What Ralston really shows the reader is a systematic approach to realizing that everything that occurs for the average individual is for self-survival, or preservation of the self that one takes themselves to be. This “self” one takes themselves to be is made up of a series of beliefs, cultural programming and assumptions that have been taken on since childhood. This book is largely about getting free of all that stuff in order to experience the Truth. Without your thoughts, beliefs, programming, emotions, assumptions – what is True right now about this experience I’m having?

Later in the book, there is a series of contemplative exercises to heighten awareness and expose what is false. There are also practices to help the reader get deeper into the root causes of some of the reactions that have evolved to help protect the sense of self.

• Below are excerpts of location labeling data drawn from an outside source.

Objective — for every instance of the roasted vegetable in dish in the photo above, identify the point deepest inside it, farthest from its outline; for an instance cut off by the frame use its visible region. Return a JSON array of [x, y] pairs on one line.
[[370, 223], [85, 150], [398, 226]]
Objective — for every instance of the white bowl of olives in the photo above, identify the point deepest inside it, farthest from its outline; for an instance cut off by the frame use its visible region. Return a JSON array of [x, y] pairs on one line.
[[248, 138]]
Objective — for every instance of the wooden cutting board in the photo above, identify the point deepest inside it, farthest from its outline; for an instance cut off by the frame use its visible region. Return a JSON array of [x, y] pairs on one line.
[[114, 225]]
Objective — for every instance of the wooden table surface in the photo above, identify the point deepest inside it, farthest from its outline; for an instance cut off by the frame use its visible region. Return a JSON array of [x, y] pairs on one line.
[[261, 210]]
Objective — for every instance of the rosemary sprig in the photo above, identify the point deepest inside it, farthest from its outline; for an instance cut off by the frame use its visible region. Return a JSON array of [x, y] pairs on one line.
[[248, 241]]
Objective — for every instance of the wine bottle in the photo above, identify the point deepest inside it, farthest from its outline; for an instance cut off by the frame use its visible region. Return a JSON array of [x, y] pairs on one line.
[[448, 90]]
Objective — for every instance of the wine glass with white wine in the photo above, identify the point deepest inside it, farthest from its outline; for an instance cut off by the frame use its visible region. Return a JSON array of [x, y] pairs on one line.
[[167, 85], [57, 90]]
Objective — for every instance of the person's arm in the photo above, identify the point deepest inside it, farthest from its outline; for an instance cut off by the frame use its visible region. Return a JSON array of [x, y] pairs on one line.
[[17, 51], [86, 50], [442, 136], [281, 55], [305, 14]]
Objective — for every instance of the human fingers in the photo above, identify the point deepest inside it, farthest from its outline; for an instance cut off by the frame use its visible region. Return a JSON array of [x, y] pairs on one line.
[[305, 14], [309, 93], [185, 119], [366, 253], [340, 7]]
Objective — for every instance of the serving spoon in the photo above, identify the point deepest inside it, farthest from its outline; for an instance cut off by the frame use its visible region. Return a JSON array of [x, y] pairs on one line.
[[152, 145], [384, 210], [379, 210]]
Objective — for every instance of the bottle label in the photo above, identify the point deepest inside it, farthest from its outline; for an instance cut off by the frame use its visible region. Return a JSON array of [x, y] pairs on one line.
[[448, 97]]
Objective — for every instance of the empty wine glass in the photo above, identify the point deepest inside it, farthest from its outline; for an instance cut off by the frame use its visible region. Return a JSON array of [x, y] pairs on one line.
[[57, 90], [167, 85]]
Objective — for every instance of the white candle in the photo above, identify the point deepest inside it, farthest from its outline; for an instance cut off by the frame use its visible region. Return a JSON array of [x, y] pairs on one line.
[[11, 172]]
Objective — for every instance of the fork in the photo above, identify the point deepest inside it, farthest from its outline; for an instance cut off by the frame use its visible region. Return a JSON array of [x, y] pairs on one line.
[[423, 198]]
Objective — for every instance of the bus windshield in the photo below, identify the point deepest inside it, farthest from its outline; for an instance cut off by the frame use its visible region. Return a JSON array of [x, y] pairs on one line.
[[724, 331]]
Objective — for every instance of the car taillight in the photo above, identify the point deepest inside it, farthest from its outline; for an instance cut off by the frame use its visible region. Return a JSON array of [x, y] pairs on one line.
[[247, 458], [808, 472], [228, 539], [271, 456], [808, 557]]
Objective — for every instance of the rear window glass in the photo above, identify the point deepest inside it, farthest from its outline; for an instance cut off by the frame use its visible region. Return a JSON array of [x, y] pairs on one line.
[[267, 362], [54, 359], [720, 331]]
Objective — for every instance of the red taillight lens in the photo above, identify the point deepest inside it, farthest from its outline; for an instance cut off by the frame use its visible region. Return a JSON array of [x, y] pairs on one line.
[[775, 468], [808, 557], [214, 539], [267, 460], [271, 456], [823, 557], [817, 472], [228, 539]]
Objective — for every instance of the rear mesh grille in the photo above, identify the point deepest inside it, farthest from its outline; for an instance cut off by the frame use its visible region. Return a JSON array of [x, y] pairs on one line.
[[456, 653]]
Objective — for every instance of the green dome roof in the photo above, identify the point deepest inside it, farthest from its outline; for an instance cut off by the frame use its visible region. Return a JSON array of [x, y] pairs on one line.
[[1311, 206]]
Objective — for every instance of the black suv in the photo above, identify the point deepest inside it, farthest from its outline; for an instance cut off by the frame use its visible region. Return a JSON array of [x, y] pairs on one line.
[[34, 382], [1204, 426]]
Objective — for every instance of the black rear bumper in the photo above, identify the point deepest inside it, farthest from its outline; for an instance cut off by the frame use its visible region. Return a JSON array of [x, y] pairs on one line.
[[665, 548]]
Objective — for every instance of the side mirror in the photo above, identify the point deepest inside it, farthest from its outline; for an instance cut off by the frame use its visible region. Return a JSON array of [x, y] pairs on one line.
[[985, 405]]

This is one of those rare books that you can read again, and refer back to, particularly for the exercises. The only thing that could have possibly improved this book is to have a CD with some of the exercises recorded on it. But that would have just been sprinkles on the chocolate icing on the chocolate cake for me. This is an excellent book.

We here at aren’t wishing for you to be stranded on an island anytime soon (unless you want to be). But if universal events happen to put you in that circumstance, we hope you have a book with you like The Book of Not Knowing, which receives a 10 out of 10 on our Infinity Scale. This is a must have book for the serious spiritual seeker.